This tutorial is intended to provide instructions for applying a configuration-based fix to address a security vulnerability in the SHRINE proxy subsystem.

  1. Start tomcat with shrine already installed correctly, started at least once, and can at minimum show ontology terms. shrine-proxy.war must be expanded in tomcat's webapps directory
  2. Stop tomcat
  3. Edit tomcat/webapps/shrine-proxy/WEB-INF/classes/shrine-proxy-acl.xml to only whitelist URLs for your own shrine (tomcat) host and i2b2 (jboss) host.  The following example uses one of our internal QA nodes called shrine-qa3.catalyst:

    1. Remove the following lines:

      <host>https://</host>
<host>http://</host>
    2. Do not add anything to the blacklist section.

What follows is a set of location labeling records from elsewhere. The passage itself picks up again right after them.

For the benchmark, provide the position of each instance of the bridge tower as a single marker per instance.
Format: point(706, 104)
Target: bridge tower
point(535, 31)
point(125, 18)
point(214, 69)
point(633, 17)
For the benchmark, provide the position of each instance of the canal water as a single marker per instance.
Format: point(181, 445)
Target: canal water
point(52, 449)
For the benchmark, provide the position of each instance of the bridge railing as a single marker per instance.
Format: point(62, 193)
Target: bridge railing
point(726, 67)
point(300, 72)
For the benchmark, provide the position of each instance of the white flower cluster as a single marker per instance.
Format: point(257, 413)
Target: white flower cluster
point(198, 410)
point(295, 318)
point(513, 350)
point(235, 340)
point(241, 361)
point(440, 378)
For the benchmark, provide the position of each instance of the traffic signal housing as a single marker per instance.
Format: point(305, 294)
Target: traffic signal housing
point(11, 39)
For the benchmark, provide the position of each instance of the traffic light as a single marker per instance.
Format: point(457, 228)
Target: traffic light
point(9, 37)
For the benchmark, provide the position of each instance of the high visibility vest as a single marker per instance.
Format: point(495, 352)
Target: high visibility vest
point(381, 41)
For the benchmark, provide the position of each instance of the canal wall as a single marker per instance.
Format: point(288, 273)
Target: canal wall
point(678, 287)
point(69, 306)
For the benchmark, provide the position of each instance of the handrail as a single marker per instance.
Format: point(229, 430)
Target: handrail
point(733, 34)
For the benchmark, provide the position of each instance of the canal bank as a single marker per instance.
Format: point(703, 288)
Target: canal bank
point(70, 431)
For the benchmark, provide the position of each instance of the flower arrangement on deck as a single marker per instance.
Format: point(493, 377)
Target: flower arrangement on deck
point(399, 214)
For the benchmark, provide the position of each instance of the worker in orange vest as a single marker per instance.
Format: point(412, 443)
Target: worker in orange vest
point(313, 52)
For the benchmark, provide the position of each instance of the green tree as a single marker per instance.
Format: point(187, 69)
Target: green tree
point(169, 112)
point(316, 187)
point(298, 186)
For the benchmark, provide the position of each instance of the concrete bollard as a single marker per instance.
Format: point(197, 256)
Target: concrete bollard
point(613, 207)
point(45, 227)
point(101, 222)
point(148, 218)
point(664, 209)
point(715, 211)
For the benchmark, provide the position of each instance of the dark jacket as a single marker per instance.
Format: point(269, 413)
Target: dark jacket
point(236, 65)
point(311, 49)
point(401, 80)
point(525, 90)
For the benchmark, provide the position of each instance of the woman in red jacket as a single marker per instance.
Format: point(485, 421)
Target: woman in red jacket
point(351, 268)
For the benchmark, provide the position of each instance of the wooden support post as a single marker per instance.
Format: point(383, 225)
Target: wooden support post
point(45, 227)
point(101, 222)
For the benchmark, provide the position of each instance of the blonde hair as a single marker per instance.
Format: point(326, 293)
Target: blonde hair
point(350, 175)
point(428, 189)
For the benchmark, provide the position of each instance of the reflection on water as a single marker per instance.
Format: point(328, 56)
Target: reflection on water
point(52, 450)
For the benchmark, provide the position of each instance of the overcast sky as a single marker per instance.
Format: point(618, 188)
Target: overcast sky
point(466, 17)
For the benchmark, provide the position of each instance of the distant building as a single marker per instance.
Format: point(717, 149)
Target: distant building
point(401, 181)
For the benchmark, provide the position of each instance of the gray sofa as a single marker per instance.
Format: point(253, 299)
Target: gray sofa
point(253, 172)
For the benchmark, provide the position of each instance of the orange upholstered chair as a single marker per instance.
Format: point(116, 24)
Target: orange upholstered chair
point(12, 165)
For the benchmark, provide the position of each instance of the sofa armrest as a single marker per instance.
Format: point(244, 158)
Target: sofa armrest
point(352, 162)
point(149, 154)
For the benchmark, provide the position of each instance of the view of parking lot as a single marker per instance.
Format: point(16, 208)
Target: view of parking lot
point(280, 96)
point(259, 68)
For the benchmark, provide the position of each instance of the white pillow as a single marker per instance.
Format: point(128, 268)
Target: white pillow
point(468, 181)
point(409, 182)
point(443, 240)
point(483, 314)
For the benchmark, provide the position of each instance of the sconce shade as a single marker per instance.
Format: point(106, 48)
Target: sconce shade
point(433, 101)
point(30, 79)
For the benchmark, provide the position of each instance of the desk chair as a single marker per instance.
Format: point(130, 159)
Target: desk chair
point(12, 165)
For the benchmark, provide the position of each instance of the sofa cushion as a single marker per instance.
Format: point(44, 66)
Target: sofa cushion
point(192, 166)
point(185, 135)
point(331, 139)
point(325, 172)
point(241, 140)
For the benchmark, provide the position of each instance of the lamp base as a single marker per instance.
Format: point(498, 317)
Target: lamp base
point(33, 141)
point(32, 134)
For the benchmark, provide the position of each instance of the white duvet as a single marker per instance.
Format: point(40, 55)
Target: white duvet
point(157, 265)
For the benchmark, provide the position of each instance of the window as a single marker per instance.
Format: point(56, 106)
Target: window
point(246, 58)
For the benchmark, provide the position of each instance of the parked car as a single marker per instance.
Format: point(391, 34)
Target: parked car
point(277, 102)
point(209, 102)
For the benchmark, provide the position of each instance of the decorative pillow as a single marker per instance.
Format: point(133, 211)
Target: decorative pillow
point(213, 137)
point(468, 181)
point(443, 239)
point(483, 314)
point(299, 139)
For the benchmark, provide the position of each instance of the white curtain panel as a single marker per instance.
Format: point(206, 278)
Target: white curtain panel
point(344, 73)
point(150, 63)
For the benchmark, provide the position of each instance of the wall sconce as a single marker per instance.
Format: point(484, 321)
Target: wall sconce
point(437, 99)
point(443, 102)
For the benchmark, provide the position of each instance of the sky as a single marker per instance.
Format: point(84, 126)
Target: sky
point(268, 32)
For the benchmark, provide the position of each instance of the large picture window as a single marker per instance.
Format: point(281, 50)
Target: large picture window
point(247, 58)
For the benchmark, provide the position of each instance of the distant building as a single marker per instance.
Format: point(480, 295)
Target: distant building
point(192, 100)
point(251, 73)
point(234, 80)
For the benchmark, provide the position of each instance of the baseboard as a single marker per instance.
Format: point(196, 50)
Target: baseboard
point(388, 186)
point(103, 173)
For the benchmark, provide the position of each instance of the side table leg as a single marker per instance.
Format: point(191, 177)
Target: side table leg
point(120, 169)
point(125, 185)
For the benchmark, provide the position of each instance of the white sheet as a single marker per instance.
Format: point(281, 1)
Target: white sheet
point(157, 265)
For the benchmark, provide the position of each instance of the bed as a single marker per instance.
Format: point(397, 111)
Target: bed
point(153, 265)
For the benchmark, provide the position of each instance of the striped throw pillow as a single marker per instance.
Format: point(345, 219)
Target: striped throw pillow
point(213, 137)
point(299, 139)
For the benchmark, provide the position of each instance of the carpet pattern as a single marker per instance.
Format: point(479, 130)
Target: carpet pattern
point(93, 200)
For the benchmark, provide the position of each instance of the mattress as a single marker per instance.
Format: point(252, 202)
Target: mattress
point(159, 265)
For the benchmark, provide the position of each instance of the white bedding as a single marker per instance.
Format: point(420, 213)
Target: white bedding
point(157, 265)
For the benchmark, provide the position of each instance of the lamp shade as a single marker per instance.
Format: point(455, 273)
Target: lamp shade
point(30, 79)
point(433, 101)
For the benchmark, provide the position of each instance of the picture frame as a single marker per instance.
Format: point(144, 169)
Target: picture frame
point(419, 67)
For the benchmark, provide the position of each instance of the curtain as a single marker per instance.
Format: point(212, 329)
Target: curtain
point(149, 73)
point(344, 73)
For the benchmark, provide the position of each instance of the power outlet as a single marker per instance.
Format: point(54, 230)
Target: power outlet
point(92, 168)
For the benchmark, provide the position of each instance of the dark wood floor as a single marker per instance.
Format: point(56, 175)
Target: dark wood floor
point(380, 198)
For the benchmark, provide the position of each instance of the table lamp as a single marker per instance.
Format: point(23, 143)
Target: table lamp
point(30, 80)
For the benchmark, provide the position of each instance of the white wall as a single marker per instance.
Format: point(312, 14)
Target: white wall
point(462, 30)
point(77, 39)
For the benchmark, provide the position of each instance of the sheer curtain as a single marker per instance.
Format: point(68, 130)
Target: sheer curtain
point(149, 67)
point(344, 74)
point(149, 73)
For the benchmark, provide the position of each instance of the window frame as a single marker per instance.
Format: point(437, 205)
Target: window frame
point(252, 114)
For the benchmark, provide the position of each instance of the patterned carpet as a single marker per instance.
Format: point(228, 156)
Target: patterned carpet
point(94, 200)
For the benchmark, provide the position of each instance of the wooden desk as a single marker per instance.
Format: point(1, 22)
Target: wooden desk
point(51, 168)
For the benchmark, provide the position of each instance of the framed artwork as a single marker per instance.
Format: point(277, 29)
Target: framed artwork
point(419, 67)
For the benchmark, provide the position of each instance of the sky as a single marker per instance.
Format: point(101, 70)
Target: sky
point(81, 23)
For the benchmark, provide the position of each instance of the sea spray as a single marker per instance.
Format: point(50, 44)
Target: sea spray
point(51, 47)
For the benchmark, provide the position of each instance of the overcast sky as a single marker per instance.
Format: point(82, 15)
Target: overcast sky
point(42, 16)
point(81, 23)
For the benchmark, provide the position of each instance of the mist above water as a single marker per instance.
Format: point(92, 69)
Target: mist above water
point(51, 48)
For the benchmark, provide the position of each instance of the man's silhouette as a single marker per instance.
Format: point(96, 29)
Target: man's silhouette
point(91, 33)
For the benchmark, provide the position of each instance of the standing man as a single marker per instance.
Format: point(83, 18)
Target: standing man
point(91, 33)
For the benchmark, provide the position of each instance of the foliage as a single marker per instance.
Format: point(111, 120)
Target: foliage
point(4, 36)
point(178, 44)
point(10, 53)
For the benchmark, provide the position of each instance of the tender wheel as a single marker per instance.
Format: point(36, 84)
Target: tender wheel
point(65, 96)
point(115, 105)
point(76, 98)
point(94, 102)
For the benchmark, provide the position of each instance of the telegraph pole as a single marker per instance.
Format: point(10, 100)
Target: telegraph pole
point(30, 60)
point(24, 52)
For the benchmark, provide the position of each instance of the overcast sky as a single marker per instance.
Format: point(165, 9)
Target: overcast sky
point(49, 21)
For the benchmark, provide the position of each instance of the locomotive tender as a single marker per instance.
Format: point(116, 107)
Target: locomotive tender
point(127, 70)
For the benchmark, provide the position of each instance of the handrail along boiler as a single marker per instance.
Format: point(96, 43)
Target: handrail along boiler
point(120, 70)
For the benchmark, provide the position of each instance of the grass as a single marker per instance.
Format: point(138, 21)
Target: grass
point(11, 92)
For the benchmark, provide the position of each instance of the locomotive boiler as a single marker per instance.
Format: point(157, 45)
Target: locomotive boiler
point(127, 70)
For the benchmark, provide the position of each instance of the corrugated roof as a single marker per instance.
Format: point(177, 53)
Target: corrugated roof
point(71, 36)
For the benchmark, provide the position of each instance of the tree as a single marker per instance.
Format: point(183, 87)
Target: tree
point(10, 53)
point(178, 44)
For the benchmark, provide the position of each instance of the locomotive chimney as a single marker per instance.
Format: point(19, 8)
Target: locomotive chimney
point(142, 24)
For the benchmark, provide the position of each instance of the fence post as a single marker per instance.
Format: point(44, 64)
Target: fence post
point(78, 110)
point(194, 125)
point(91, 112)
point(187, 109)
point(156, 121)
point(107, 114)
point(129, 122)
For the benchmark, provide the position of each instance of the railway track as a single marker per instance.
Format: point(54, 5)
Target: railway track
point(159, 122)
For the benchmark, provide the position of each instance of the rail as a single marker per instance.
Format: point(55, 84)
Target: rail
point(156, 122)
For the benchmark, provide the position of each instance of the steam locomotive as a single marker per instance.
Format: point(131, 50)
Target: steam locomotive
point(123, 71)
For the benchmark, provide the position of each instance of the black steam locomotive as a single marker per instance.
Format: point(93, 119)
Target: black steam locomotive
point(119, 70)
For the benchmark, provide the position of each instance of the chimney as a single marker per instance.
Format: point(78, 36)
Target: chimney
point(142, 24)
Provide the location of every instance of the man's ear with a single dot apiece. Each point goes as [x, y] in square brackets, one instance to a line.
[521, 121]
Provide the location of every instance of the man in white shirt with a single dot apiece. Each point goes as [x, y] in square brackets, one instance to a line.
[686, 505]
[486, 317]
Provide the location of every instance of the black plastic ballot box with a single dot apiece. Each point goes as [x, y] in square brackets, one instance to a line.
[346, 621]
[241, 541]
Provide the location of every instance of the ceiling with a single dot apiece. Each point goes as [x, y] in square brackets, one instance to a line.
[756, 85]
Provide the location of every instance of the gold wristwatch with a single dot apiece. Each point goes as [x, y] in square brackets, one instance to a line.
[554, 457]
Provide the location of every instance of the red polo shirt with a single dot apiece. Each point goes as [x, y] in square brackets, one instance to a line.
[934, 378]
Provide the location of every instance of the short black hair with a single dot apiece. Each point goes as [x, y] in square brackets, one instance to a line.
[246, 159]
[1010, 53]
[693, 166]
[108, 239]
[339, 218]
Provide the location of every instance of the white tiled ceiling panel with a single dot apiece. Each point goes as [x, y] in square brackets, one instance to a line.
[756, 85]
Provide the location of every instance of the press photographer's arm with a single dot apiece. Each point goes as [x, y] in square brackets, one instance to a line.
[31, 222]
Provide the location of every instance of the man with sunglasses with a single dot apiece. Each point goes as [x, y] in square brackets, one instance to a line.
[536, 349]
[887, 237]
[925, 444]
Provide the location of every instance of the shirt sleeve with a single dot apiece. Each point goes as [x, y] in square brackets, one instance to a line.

    3. Include entries that specify localhost, fully-qualified host names and IP addresses for both the shrine node and i2b2 node as accessed by your tomcat.  Here is an example:

      <lists>
<whitelist>
       <host>https://shrine-qa3.catalyst:6443</host>
       <host>https://localhost:6443</host>
       <host>https://10.118.12.40:6443</host>
       <host>http://shrine-qa3-i2b2.catalyst:9090</host>
       <host>http://10.118.12.60:9090</host>
</whitelist>
</lists>

  4. Start tomcat again.  After tomcat has completed its startup confirm the configuration by running a test query.  If it does not work, then you will see messages in tomcat/logs/proxy.log that look like this:

    2019-Jan-02-16:54:54.480 ERROR [SHRINE][ShrineProxyServlet][http-nio-6443-exec-5] ProxyServlet error:

net.shrine.proxy.ShrineMessageFormatException: redirectURL not in white list or is in black list: http://shrine-qa2-i2b2.catalyst:9090/i2b2/services/PMService/getServices
        at net.shrine.proxy.DefaultShrineProxy.redirect(ShrineProxy.scala:91)
        at net.shrine.proxy.ShrineProxyServlet.doPost(ShrineProxyServlet.scala:56)
        at javax.servlet.http.HttpServlet.service(HttpServlet.java:648)

    If you encounter an error, add the correct URL(s) into the whitelist and try again.  

    5. Please let your hub administrators know that you have made a configuration change so that we can verify from the hub.